Он переписал на доску то, что было у него в тетради. Учительница задала несколько вопросов, дети на них ответили и вдруг поняли всё. Настя по-прежнему стояла у доски растерянная, думая, что, может, это у нее неправильно, а у Сержа правильно. А теперь она радостно поглядела на Сержа.
— У Насти правильно, — закричал весь класс.
В это время зазвенел звонок, но учительница успела сказать Сержу:
— Ты не хочешь по-настоящему трудиться, а считаешь, что знаешь больше всех. Ты неправильно решил, а Настя правильно. А ты самоуверенно оскорблял её. А когда я сказала тебе, чтобы ты сидел тихо, ты и меня и весь класс оскорбил своим хулиганским поведением.
Учительница вышла, и Серж, чтобы показать всем, что он всё-таки прав, протяжно свистнул ей вдогонку. Прошёл ещё один урок, и Серж всё это время сидел злой и надутый. Ему было неприятно, что вышло не так, как он хотел, что весь класс сочувствует Насте, а не ему, что Настя держится весело и радостно, что она со счастливым и гордым блеском в глазах несколько раз посмотрела на него. И в придачу ко всему учительница назвала его поступок с жёваной бумагой хулиганским.
Занятия в школе окончились.

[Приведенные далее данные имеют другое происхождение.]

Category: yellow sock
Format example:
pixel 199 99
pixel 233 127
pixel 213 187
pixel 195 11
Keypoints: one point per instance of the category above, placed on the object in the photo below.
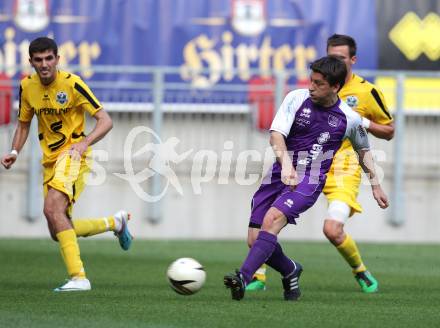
pixel 90 227
pixel 350 253
pixel 260 274
pixel 70 252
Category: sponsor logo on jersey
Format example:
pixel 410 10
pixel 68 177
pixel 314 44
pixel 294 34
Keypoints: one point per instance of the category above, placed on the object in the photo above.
pixel 352 101
pixel 61 97
pixel 289 203
pixel 323 137
pixel 333 121
pixel 361 131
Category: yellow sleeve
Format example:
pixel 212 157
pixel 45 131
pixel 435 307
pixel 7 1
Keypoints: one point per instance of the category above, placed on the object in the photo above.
pixel 25 111
pixel 378 110
pixel 85 98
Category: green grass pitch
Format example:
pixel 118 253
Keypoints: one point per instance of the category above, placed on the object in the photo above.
pixel 130 288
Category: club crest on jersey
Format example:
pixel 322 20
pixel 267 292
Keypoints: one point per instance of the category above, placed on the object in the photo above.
pixel 333 121
pixel 323 137
pixel 352 101
pixel 306 112
pixel 61 97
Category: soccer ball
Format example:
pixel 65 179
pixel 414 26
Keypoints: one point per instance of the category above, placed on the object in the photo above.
pixel 186 276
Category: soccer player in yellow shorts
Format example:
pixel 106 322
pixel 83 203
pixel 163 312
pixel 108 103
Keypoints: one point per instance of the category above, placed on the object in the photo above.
pixel 344 177
pixel 60 100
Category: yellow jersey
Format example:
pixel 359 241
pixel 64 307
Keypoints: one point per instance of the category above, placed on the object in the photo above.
pixel 344 177
pixel 60 109
pixel 364 98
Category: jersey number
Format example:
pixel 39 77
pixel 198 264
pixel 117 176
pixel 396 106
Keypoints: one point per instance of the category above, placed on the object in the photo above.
pixel 56 127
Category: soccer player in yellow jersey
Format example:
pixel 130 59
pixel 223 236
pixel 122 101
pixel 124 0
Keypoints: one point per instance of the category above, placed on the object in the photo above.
pixel 344 177
pixel 59 100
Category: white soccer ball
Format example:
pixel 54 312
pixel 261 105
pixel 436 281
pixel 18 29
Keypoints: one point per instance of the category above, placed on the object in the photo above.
pixel 186 276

Дети пошли домой. Серж подстерёг Настю на тротуаре и залепил ей грязью лицо. Назавтра Настя пожаловалась учительнице, и перед всем классом учительница пробирала Сержа. И сразу после этого Настя заметила, что Серж стал её врагом. Он делал всё, чтобы она почувствовала его месть. Он не мог спокойно пропустить её мимо себя: давал щелчки, щипал за шею, бил кулаками по спине. Дошло до того, что Настя боялась выходить из школы после уроков: она знала, что за ближайшим углом её подстерегает Серж. И перед тем как идти домой, она стала выглядывать из коридора, поджидая, когда появится кто-нибудь из взрослых, чтобы было у кого попросить защиты. Так прошло дня четыре.

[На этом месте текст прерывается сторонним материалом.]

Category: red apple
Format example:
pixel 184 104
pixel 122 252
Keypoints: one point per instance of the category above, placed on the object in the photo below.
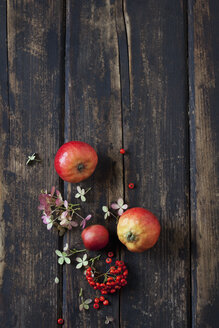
pixel 75 161
pixel 138 229
pixel 95 237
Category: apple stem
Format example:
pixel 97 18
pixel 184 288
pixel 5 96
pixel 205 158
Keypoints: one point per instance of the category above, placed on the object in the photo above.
pixel 80 167
pixel 130 236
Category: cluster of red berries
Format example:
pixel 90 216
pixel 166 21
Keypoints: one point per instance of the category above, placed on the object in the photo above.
pixel 98 300
pixel 114 279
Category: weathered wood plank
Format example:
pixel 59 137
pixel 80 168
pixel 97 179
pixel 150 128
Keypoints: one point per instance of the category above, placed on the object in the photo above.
pixel 93 115
pixel 156 139
pixel 204 127
pixel 31 108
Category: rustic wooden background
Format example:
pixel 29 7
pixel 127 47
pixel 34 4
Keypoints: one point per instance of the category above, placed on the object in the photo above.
pixel 142 75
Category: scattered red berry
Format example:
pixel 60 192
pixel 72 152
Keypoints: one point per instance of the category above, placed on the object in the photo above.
pixel 110 254
pixel 108 260
pixel 131 185
pixel 101 298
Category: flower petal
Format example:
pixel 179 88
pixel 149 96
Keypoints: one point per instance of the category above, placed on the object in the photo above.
pixel 81 306
pixel 77 195
pixel 66 204
pixel 115 206
pixel 60 260
pixel 53 190
pixel 56 280
pixel 88 217
pixel 73 224
pixel 79 265
pixel 65 247
pixel 67 260
pixel 58 253
pixel 105 208
pixel 120 202
pixel 49 226
pixel 78 189
pixel 120 211
pixel 84 257
pixel 58 202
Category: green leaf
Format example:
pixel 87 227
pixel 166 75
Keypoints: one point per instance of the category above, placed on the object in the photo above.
pixel 67 260
pixel 60 260
pixel 58 253
pixel 64 254
pixel 84 257
pixel 56 280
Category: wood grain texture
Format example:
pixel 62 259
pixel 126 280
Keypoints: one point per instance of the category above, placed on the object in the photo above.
pixel 204 68
pixel 156 139
pixel 31 108
pixel 93 115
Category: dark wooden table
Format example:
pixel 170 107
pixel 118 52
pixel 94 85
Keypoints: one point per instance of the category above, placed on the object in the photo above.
pixel 142 75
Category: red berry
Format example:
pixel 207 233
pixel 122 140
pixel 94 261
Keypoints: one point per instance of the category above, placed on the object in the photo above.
pixel 108 260
pixel 104 292
pixel 60 321
pixel 101 298
pixel 110 254
pixel 110 279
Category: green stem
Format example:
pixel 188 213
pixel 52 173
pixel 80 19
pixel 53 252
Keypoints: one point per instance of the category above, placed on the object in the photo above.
pixel 74 251
pixel 87 190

На четвёртый день, под вечер, Серж стоял на улице, раздумывая, куда ему пойти. Вдруг он увидел Настю. Может, на этот раз он и не тронул бы её, если бы не Настин вид. Уж очень она была веселая, смелая и уверенная в себе. Ещё издали она увидела Сержа, и глаза её засверкали. В последнее время Серж привык к тому, что Настя испуганно пряталась или убегала от него, а сейчас шла так смело. Возбуждение вновь овладело Сержем. В это мгновение он испытывал то же чувство, что и несколько дней назад, когда высокий старик схватил его за плечо, заступаясь за трёх девочек. И хуже всего было то, что сейчас Настя смело погрозила ему пальцем. Это всё красноречиво говорило Сержу, что хочет сказать ему Настя: «Я тебя не боюсь, я лучше и умнее тебя, а ты хулиган, и таким тебя не только я, но и все считают. И я тебя не боюсь». И столько было в Настиных глазах презрения к нему, что он не выдержал. Как это она, какая-то там Настя, может так унижать его? Хватит того, что тогда в школе она взяла верх над ним, что весь класс был на её стороне и она чуть ли не героем выглядела в ту минуту, когда, решив пример, шла от доски на своё место. А кроме того, ещё и учительница пропесочила его.
Все эти обиды всплыли вдруг в его душе и стали управлять его поступками.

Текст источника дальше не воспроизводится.